You also need to consider your company’s cash flow. Larger or more established businesses should have more cash in the bank and so could afford a monthly payroll schedule. 

However, if you’re a smaller business or new startup, you might not have the budget to process large payments to your employees once per month. In that case, smaller, more frequent payments might be better for your finances. 

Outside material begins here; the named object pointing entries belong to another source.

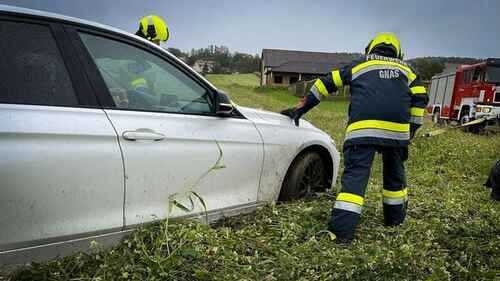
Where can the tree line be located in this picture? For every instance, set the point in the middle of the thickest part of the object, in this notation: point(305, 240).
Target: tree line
point(224, 60)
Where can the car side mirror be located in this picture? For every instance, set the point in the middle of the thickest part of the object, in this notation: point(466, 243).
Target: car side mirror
point(223, 106)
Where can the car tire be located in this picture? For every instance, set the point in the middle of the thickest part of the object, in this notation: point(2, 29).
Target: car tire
point(306, 175)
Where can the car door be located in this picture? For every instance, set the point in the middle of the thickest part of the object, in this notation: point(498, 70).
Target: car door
point(61, 172)
point(169, 134)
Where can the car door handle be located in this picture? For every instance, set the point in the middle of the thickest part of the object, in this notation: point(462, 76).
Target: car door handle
point(143, 134)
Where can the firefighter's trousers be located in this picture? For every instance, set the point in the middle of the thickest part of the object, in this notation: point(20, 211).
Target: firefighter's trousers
point(357, 164)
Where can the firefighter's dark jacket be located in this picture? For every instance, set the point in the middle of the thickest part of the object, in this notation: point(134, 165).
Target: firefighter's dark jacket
point(387, 99)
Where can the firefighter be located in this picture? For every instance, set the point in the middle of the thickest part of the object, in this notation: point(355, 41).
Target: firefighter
point(387, 107)
point(154, 29)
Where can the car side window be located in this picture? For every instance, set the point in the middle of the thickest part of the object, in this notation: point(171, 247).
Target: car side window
point(140, 80)
point(33, 70)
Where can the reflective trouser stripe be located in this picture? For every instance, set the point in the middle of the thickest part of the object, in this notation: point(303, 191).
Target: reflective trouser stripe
point(347, 206)
point(379, 124)
point(391, 201)
point(417, 120)
point(395, 197)
point(349, 202)
point(337, 80)
point(377, 133)
point(350, 197)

Sit down with your accountants to understand what pay date schedule will be best for your cash flow. 

Employee types

The types of employee that make up your workforce is another important factor to consider when picking a pay schedule. For example, if your team mostly consists of:

  • FLSA non-exempt employees or hourly employees: It may be more beneficial to schedule pay weekly or bi-weekly. Non-exempt employees aren’t usually full-time, so payroll should be able to process their standard and overtime payments quickly. 
  • FLSA-exempt or salaried employees: Your payroll calculations are likely to be relatively consistent. Because of this, you could consider a monthly or bi-monthly pay schedule. 

Conclusion 

Picking your employees’ pay date, or pay schedule, is an important part of running a business. Employees look forward to and plan around their pay dates, so it’s important you clearly define when those pay dates will be and stick to them. 

Many factors go into picking the right pay date schedule for your business, including state and federal laws, your cash flow, and workplace dynamics. Ultimately, it’s about balancing what’s favorable to your employees with what’s practical for your business.